What Can You Do With Old Episode Content?

Once you’ve decided what content you’d like to revisit, it’s time to figure out what you want to do with it.

But before we get into your options, it’s important to point out what we’re not doing — we are not republishing the old episodes as-is with a new date.

Can you do this? Absolutely. But that’s not reviving an old topic; that’s filling a gap for the week.

1. Update and Re-record Old Podcast Episodes

The easiest choice is to re-record the content.

You’ll want to ensure you update it, as a lot can happen between the original release and now. It’s also worth noting that you want the re-recorded content to provide a fresh, new outlook on the topic.

So, take the time to listen back to the old content and update your script accordingly. Have there been any new developments? Has your opinion changed?

2. Paywall Old Episodes

Whether you re-record old episodes or not, you always have the option to drop them behind a paywall. This could include a single payment to “unlock” all earlier episodes, it could be a per-episode fee, or you could bundle certain topics together.

Keep in mind this only works as an income-earning opportunity if the content is high quality or interesting enough for people to want to pay for it. Plus, you need to remind people that the option is there (you’ll want to discuss it).

If you are going to paywall episodes, make sure you let everyone know what you’re doing. Be upfront and clear about what they can pay to access. You can paywall content through a platform like Patreon. Or you can add a “buy now” button to your site or podcast player page.
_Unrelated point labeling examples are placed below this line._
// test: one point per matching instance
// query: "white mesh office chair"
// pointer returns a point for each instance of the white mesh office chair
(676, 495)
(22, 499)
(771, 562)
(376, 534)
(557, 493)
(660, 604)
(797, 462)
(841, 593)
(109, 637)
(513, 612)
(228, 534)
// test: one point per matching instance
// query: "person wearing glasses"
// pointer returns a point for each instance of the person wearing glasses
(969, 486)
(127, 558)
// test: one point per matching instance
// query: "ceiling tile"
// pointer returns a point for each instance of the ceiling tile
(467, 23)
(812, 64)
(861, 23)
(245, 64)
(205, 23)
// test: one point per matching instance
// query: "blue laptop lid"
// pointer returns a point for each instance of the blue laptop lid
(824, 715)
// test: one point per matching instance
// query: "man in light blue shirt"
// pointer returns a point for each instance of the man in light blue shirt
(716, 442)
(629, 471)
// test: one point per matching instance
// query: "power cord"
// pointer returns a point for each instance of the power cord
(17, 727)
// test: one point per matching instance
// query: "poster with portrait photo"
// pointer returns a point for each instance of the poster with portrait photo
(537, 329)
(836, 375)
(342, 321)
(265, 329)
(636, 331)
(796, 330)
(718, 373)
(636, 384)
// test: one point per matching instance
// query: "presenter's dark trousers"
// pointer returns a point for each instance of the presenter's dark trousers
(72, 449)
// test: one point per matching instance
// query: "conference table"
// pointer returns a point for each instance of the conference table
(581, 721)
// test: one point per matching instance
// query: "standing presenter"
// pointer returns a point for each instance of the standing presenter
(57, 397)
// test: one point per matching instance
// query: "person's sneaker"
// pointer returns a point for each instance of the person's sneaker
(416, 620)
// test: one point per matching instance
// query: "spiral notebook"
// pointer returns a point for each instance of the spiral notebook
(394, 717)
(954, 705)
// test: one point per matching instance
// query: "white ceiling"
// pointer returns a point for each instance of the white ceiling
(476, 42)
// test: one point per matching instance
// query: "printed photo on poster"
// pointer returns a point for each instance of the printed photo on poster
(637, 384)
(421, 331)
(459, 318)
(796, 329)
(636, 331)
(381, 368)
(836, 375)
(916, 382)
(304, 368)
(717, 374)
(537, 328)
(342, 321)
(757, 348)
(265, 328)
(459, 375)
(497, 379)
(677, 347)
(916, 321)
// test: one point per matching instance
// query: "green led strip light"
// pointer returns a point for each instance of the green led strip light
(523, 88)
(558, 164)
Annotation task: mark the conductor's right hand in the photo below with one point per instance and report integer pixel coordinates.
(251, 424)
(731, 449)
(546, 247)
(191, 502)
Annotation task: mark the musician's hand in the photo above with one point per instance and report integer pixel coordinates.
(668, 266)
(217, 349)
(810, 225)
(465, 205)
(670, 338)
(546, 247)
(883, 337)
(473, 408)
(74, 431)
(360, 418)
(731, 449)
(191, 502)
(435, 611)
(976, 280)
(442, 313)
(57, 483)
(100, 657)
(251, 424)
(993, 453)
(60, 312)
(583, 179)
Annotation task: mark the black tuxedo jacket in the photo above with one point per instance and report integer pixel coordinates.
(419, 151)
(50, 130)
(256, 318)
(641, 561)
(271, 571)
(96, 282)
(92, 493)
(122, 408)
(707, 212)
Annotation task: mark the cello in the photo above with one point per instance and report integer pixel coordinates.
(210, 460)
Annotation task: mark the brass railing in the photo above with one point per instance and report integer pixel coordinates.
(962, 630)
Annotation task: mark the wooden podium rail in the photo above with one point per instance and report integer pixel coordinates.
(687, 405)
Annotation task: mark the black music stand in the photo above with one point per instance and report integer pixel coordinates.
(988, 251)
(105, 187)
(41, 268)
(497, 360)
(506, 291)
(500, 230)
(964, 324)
3. Repurpose as Something New

This final option comes highly recommended by everyone: repurpose your old content into something new. This could be as simple as a blog post or a video tutorial. However, to get more podcast content, I recommend bundling or breaking down topics.

For example, some of our early episodes were listicles — “most haunted beaches” or “haunted hotels in Las Vegas.” In the updated versions, we broke them down into their individual stories.

But the reverse — bundling content into listicles — is possible too. This requires more work than the first two options, but it results in recycled podcast content that truly feels fresh.

Ready to Revive?

If you have a large back catalog of content, I would highly recommend you take a look to see what opportunities you might be missing out on. With years of past content, it’s possible you have easy opportunities staring right in your face — little work required.

There are endless possibilities when you re-record old podcast episodes and give them new life. It just takes a little creativity! Just make sure you space out your recycled content. You should still continue to put out fresh content too.